You are viewing a plain text version of this content. The canonical link for it is here.
Posted to commits@arrow.apache.org by we...@apache.org on 2020/06/08 17:15:32 UTC

[arrow] branch master updated: ARROW-8799: [C++][Parquet] NestedListReader needs to handle empty item batches

This is an automated email from the ASF dual-hosted git repository.

wesm pushed a commit to branch master
in repository https://gitbox.apache.org/repos/asf/arrow.git


The following commit(s) were added to refs/heads/master by this push:
     new 5c8f215  ARROW-8799: [C++][Parquet] NestedListReader needs to handle empty item batches
5c8f215 is described below

commit 5c8f2158f7f22793c8130fe544ab9f70fa0b92c6
Author: Benjamin Kietzman <be...@gmail.com>
AuthorDate: Mon Jun 8 12:14:59 2020 -0500

    ARROW-8799: [C++][Parquet] NestedListReader needs to handle empty item batches
    
    Closes #7181 from bkietz/8799-Reading-list-column-as-ne
    
    Authored-by: Benjamin Kietzman <be...@gmail.com>
    Signed-off-by: Wes McKinney <we...@apache.org>
---
 cpp/src/parquet/arrow/arrow_reader_writer_test.cc | 24 +++++++++++++++++++++++
 cpp/src/parquet/arrow/reader.cc                   | 21 ++++++++++++++------
 2 files changed, 39 insertions(+), 6 deletions(-)

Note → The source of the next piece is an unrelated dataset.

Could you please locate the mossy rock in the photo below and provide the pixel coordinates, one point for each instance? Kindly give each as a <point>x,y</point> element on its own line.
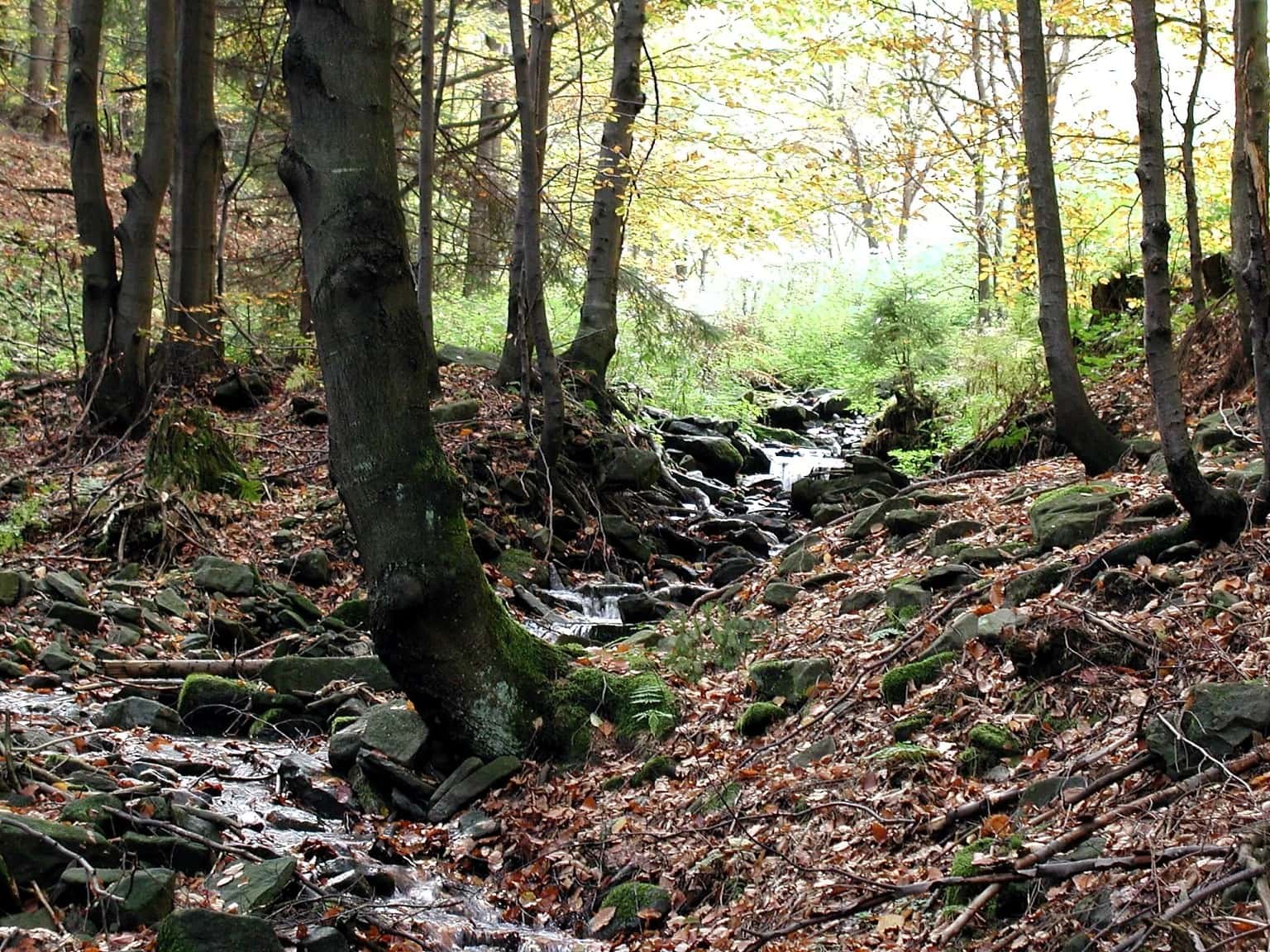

diff --git a/cpp/src/parquet/arrow/arrow_reader_writer_test.cc b/cpp/src/parquet/arrow/arrow_reader_writer_test.cc
index f5ebd2d..e26cf4e 100644
--- a/cpp/src/parquet/arrow/arrow_reader_writer_test.cc
+++ b/cpp/src/parquet/arrow/arrow_reader_writer_test.cc
@@ -3031,6 +3031,30 @@ TEST_P(TestArrowReadDictionary, ReadWholeFileDict) {
   CheckReadWholeFile(*ex_table);
 }
 
+TEST_P(TestArrowReadDictionary, ZeroChunksListOfDictionary) {
+  // ARROW-8799
+  properties_.set_read_dictionary(0, true);
+  dense_values_.reset();
+  auto values = std::make_shared<ChunkedArray>(::arrow::ArrayVector{},
+                                               ::arrow::list(::arrow::utf8()));
+  options.num_rows = 0;
+  options.num_row_groups = 1;
+  expected_dense_ = MakeSimpleTable(values, false);
+
+  WriteSimple();
+
+  ASSERT_OK_AND_ASSIGN(auto reader, GetReader());
+
+  std::unique_ptr<ColumnReader> column_reader;
+  ASSERT_OK_NO_THROW(reader->GetColumn(0, &column_reader));
+
+  std::shared_ptr<ChunkedArray> chunked_out;
+  ASSERT_OK(column_reader->NextBatch(1 << 15, &chunked_out));
+
+  ASSERT_EQ(chunked_out->length(), 0);
+  ASSERT_EQ(chunked_out->num_chunks(), 1);
+}
+
 TEST_P(TestArrowReadDictionary, IncrementalReads) {
   // ARROW-6895
   options.num_rows = 100;
diff --git a/cpp/src/parquet/arrow/reader.cc b/cpp/src/parquet/arrow/reader.cc
index 3096ee8..9c6cc10 100644
--- a/cpp/src/parquet/arrow/reader.cc
+++ b/cpp/src/parquet/arrow/reader.cc
@@ -489,11 +489,20 @@ class NestedListReader : public ColumnReaderImpl {
 
     RETURN_NOT_OK(item_reader_->NextBatch(records_to_read, out));
 
-    // ARROW-3762(wesm): If item reader yields a chunked array, we reject as
-    // this is not yet implemented
-    if ((*out)->num_chunks() > 1) {
-      return Status::NotImplemented(
-          "Nested data conversions not implemented for chunked array outputs");
+    std::shared_ptr<Array> item_chunk;
+    switch ((*out)->num_chunks()) {
+      case 0: {
+        ARROW_ASSIGN_OR_RAISE(item_chunk, ::arrow::MakeArrayOfNull((*out)->type(), 0));
+        break;
+      }
+      case 1:
+        item_chunk = (*out)->chunk(0);
+        break;
+      default:
+        // ARROW-3762(wesm): If item reader yields a chunked array, we reject as
+        // this is not yet implemented
+        return Status::NotImplemented(
+            "Nested data conversions not implemented for chunked array outputs");
     }
 
     const int16_t* def_levels;
@@ -502,7 +511,7 @@ class NestedListReader : public ColumnReaderImpl {
     RETURN_NOT_OK(item_reader_->GetDefLevels(&def_levels, &num_levels));
     RETURN_NOT_OK(item_reader_->GetRepLevels(&rep_levels, &num_levels));
     std::shared_ptr<Array> result;
-    RETURN_NOT_OK(ReconstructNestedList((*out)->chunk(0), field_, max_definition_level_,
+    RETURN_NOT_OK(ReconstructNestedList(item_chunk, field_, max_definition_level_,
                                         max_repetition_level_, def_levels, rep_levels,
                                         num_levels, ctx_->pool, &result));
     *out = std::make_shared<ChunkedArray>(result);